We began with a question: how quantum is life? Perhaps the honest answer is: just enough. Not everything in biology is quantum. Most of it is chemistry, thermodynamics, evolution. But in key places—where efficiency matters, where sensitivity confers survival, where adaptability is priceless—life appears to dip into the quantum toolbox. And perhaps that is what makes it life. Not a rigid program, not a deterministic machine, but a system willing to exploit every available advantage, classical or quantum, to persist and flourish.

 

There is a final irony. Schrödinger asked “What is life?” partly in the hope that quantum mechanics might illuminate biology. Nearly a century on, we stand at the threshold of a reciprocal insight: biology may illuminate quantum mechanics.

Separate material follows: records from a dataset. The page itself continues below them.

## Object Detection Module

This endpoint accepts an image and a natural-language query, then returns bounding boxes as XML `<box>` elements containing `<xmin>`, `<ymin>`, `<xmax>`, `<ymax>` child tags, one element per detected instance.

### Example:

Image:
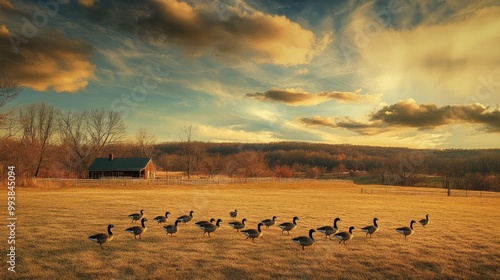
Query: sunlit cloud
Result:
<box><xmin>78</xmin><ymin>0</ymin><xmax>332</xmax><ymax>65</ymax></box>
<box><xmin>245</xmin><ymin>89</ymin><xmax>381</xmax><ymax>106</ymax></box>
<box><xmin>299</xmin><ymin>99</ymin><xmax>500</xmax><ymax>135</ymax></box>
<box><xmin>342</xmin><ymin>1</ymin><xmax>500</xmax><ymax>104</ymax></box>
<box><xmin>78</xmin><ymin>0</ymin><xmax>99</xmax><ymax>7</ymax></box>
<box><xmin>0</xmin><ymin>0</ymin><xmax>15</xmax><ymax>10</ymax></box>
<box><xmin>0</xmin><ymin>25</ymin><xmax>94</xmax><ymax>92</ymax></box>
<box><xmin>197</xmin><ymin>125</ymin><xmax>283</xmax><ymax>143</ymax></box>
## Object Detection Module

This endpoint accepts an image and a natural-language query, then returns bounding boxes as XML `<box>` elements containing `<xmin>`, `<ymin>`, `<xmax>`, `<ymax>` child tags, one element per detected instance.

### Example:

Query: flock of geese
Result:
<box><xmin>88</xmin><ymin>209</ymin><xmax>429</xmax><ymax>250</ymax></box>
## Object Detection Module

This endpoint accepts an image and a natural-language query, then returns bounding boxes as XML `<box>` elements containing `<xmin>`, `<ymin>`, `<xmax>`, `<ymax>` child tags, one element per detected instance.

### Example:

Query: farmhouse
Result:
<box><xmin>88</xmin><ymin>154</ymin><xmax>156</xmax><ymax>179</ymax></box>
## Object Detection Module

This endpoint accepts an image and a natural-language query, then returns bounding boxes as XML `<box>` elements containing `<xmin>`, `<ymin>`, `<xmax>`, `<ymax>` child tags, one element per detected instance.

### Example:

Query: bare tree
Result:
<box><xmin>236</xmin><ymin>151</ymin><xmax>269</xmax><ymax>177</ymax></box>
<box><xmin>0</xmin><ymin>72</ymin><xmax>22</xmax><ymax>108</ymax></box>
<box><xmin>222</xmin><ymin>155</ymin><xmax>240</xmax><ymax>178</ymax></box>
<box><xmin>201</xmin><ymin>153</ymin><xmax>223</xmax><ymax>178</ymax></box>
<box><xmin>59</xmin><ymin>108</ymin><xmax>125</xmax><ymax>176</ymax></box>
<box><xmin>19</xmin><ymin>103</ymin><xmax>57</xmax><ymax>177</ymax></box>
<box><xmin>181</xmin><ymin>125</ymin><xmax>196</xmax><ymax>179</ymax></box>
<box><xmin>0</xmin><ymin>72</ymin><xmax>22</xmax><ymax>139</ymax></box>
<box><xmin>135</xmin><ymin>128</ymin><xmax>156</xmax><ymax>158</ymax></box>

The living cell, imperfect and messy as it is, might be the best available technology for preserving and exploiting quantum features in hostile environments. Through blind trial and persistent selection, life has built architectures that stabilize, manipulate, and exploit quantum phenomena for function. Recognizing this does not poeticize biology; it reframes how we investigate it. If we are to understand life fully, and to build technologies that harness similar robustness, we must listen to the faint photons, track the whisper of spins, and read the vibrational signatures that living systems have been using long before we knew how to look. If we want quantum technologies that work outside the pristine refrigerators of physics labs—sensors, networks, even computing elements that survive room temperature and messy surroundings—then evolution’s long experiment may be the blueprint we have been waiting for.

Reference

Schrödinger, E. (1944). What is life? The physical aspect of the living cell. Cambridge University Press.
Nurse, P. (2021). What is life?: Five great ideas in biology. W.W. Norton & Company.